Cs is the series capacitance, which includes stray capacitance of the circuit wiring and switch.
f is the oscillation frequency when the switch is closed (series capacitance shorted out).
Df (Delta f) is the change in oscillation frequency when the switch is opened.

Andy Smith G4OEP did some an excellent derivation of these equations, Click here to see!

Circuit diagram

G3UUR used a Colpitts oscillator but I wanted to build a Butler because it's been an oscillator topology I have wanted to try for a long time. I made the assumption (perhaps incorrectly) that the same equations apply. My Butler oscillator circuit diagram is shown below.
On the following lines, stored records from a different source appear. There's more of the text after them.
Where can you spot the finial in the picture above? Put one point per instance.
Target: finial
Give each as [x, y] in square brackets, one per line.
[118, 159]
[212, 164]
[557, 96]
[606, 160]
Thanks to OM John VK6JY for kindly supplying the computer-drawn diagram. Click also below my original hand-drawn diagram (left) and a larger computer-drawn one by VK6JY (right).

I tried a number of different transistors and they all worked fine. 2N2222, BC108, etc. should all be a good substitute. The 2N2369 was just the first one my hand landed on in the junk box. The reason for using a small SIL reed relay to switch the capacitors, rather than just switching them directly with a manual switch, was that I thought it would allow me closer control over the capacitance without possible variations in capacitance of the switch, or my hand being close to it and so on. I used a T37-6 toroid because one happened to be available in the junk box. 30 turns is the most which I could fit on that sized toroid, and so the capacitance was sized accordingly: the resonant tank circuit consists of the 100pF fixed capacitor with parallel 30pF trimmer, and the 25-turn section of the primary between the transistor collector and positive supply voltage. The tuning of the 30pF trimmer is quite sharp.

Construction

I built the circuit on a 52 x 37mm rectangle of tinplate, which used to be the wall of a 200g tin of Heinz baked beans. This is a great substrate for the "ugly" construction method and soldering to the tinplate is even easier than soldering to single sided PCB. Note that the 200g half-sized tins are better than the larger size, since the larger sized cans have corrugated sides for additional strength, which can be used but is not ideal. I included an onboard 7812 voltage regulator. I used an 8-pin DIP IC chip as a crystal socket. Pins 1 & 3 were connected as the crystal socket. I like to include a small LED (in this case a 3mm green junk box LED) so that there is an instant visual indication that the circuit is switched on; I connected it to +12V via a 560 ohm resistor (the LED and resistor are not shown in the above circuit diagram). The photos below can be clicked to show full size versions.

Measurements

The Butler oscillator produced in excess of 3V p-p sinewave into a 100 ohm load resistor (11mW power). See above HP1741A oscilloscope image where the horizontal scale is 0.05us/div and the vertical scale is 0.5V/div. My AADE LC-meter was used to measure the capacitances, Co was 3.5pF and Cs was 43.4pF. Frequency measurement was on a Racal 9911 frequency counter. This instrument was tested and calibrated on 12-Mar-04, and the timebase oscillator set at ambient temperature 19C. It was allowed to warm up for some time (7 hours) before the measurements were made. I cannot be certain of the absolute frequency measurements since I could not measure the ambient temperature nor vouch for the accuracy of the calibration. The frequency measurements could therefore be inaccurate.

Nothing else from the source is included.